Friday, October 10, 2008 | Modified: Tuesday, October 14, 2008
Mark Bowen | Courier
Chong Ahn considers himself a scholar, not a businessman. And yet his ability to figure out what might sell has him about to open a nearly 8,000-square-foot manufacturing facility in Forest Park.
“Even if I have wonderful technology, if I think of it as ‘my baby,’ that’s no good,” said Ahn, whose work at the University of Cincinnati, focusing on handheld, “lab-on-a-chip” clinical diagnostics technology, has led to eight patents. “You can’t push the technology to the market. You have to have market-driven technology.”
UC researchers have plenty of creativity when it comes to science, engineering and medicine. In difficult economic times, however, what they and the university might need more of is the kind of business ingenuity that Ahn, director of UC’s MicroSystems and BioMEMS Lab and president of Siloam Biosciences Inc., has developed.
Budget cuts in the university’s technology transfer office mean that it can’t file for as many patents as in years past – and researchers increasingly will have to look outside the university for help getting ideas protected and, eventually, onto the market.
The office’s budget has decreased to $1 million in 2008 from $1.4 million in 2006 amid broader budget cuts at the university.

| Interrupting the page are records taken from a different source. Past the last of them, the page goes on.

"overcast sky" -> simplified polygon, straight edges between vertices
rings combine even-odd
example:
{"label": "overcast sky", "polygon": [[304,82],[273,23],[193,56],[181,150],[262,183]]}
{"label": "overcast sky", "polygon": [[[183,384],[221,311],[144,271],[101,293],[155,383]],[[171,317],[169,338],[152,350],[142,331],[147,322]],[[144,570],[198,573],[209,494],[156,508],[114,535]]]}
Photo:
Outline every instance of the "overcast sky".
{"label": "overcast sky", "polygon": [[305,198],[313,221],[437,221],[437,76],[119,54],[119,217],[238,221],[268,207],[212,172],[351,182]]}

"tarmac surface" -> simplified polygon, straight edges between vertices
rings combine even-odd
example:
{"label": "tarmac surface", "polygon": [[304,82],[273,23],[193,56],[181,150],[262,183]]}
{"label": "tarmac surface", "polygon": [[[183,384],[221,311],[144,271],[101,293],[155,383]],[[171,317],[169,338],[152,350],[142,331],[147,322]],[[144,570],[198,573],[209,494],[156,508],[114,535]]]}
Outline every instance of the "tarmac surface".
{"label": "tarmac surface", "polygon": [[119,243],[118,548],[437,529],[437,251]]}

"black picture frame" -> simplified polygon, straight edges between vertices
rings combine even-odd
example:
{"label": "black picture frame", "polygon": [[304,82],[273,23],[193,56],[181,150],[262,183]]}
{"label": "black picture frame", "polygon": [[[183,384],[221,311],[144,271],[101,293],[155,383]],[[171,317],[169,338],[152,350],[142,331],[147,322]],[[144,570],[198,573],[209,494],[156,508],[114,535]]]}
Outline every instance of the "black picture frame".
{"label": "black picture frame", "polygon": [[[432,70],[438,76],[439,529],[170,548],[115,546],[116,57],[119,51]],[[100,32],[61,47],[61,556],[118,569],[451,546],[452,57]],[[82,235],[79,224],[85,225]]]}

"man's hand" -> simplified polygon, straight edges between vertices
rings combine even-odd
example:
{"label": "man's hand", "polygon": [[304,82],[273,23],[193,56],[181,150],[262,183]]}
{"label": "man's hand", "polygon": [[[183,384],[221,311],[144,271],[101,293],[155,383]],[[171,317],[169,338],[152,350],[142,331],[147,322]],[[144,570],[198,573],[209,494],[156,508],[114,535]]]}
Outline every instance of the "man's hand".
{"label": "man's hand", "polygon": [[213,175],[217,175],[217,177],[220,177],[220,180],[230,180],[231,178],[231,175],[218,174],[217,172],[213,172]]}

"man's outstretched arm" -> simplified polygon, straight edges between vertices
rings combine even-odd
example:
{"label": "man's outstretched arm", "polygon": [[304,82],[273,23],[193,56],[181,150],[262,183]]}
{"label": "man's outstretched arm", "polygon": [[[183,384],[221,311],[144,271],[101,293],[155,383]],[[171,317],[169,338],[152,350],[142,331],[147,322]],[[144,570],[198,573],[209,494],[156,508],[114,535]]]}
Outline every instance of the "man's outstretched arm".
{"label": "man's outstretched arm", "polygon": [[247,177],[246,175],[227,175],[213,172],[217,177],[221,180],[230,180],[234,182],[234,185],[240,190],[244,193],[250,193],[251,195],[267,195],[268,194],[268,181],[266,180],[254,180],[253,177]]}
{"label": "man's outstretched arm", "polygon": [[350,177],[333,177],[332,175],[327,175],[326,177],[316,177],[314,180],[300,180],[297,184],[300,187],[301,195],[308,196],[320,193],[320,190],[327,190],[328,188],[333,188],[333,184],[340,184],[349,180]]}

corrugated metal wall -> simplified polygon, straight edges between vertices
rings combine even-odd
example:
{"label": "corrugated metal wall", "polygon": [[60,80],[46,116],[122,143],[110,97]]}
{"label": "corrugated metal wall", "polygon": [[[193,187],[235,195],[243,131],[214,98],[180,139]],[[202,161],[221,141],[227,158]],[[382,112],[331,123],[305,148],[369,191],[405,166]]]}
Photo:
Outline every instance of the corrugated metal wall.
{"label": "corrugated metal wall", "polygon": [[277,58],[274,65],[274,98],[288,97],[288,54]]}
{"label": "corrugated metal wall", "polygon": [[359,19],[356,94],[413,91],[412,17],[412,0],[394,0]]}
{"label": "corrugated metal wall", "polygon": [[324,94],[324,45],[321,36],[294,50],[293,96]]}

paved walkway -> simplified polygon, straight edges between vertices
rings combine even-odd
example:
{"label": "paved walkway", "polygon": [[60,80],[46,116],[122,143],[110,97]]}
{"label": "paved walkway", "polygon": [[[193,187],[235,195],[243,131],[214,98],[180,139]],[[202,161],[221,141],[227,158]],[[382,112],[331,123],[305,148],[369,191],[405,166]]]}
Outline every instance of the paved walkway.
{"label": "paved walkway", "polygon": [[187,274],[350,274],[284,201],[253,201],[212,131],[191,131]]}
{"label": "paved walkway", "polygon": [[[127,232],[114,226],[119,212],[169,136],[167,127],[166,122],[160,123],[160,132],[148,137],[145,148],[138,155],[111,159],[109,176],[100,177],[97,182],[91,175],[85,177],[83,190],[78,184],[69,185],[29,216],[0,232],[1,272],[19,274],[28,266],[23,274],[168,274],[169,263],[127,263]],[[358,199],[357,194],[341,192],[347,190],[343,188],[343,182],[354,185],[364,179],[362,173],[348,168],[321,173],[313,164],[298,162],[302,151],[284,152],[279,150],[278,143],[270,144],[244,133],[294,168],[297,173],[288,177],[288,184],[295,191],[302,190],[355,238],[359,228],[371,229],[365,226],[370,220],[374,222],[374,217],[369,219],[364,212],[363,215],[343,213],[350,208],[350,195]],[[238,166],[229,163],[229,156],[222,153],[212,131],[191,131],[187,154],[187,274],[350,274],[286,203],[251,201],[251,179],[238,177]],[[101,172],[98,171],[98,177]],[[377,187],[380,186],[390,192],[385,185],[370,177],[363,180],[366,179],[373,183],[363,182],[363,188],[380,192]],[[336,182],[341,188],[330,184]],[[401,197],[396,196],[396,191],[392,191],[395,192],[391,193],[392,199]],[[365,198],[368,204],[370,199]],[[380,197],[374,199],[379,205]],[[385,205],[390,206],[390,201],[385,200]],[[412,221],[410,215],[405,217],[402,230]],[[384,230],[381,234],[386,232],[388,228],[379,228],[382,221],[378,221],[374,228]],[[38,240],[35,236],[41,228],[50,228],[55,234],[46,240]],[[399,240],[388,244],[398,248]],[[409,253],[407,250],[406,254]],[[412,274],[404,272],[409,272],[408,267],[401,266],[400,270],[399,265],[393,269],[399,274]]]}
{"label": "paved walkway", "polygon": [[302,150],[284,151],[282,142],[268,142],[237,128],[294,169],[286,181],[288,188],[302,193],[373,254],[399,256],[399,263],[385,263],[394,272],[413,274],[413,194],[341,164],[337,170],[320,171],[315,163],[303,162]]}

In the same period, the number of patent applications has dropped to 43 from 73. Eight patents were issued in 2008, compared with 13 in 2007 and 11 the year before.
“We have to be very judicious in what we patent,” said Sandra Degen, vice president for research at UC. “There are different avenues than, ‘We’re UC, and we’ll patent it and it’ll be ours.’ Universities are going toward more partnerships. It’s a national discussion, and I think it’s a trend that’s here to stay.”
It costs $10,000 to $20,000 to start a patent application, she said. The process averages about four years.
So the university has to focus its money on technologies that seem most marketable. And if a company is interested enough in an idea to get involved with the research in the patenting phase, that might bode well for its commercial prospects.
“We need to be better at marketing the areas where we excel,” Degen said, “so the companies will know to come to us.”
An example of the kind of cooperation UC needs to foster, Degen said, is its partnership, announced in March, with Cincinnati-based Ethicon Endo-Surgery. A three-year, multimillion-dollar commitment from the medical device company is supporting UC researchers and Ethicon Endo-Surgery engineers working to find treatments for obesity and related conditions, including diabetes.
For those discoveries that UC decides not to patent, the university plans to start selling the ideas back to the faculty members who came up with them – probably in exchange for a small percentage of any royalties they might eventually generate.
Indeed, figuring out what to patent is a balancing act, because royalties can end up being a revenue stream. In both 2008 and 2007, UC received about $580,000 in royalties.
But only a small minority of patents will ever result in royalties. Degen, trained in biochemistry, herself holds three patents, which have earned a grand total of exactly zero in royalties.
UC’s technology transfer office has a portfolio of 153 patents in varying states of licensing, along with 40 unlicensed patents.
“You are always playing a game of trying to allocate your resources where you think they’re going to pay off, from a patent protection standpoint,” said Arundeep Pradhan, president-elect of the Association of University Technology Managers. “It’s not feasible to patent everything. … Budget cuts can be a good way to focus your energies.”
In Ahn’s case, UC applied for all patents, and he eventually transferred them to his company, which employs eight people and is housed at the Bio/Start biotechnology incubator. But Ahn has, over the years, developed a strong sense of which pieces of his technology can be commercialized.
Ahn has received $5 million in investment from a foreign company and plans to be completely moved into his rented space by Nov. 1 and ready for a product launch in 2010. He hopes soon to have about 15 employees – including a management team – and eventually to have 40 to 50.
“I hired a personal adviser for business development,” he said. “I de-engineered all of my concepts to meet the market. And I made mistakes along the way. I took the time.”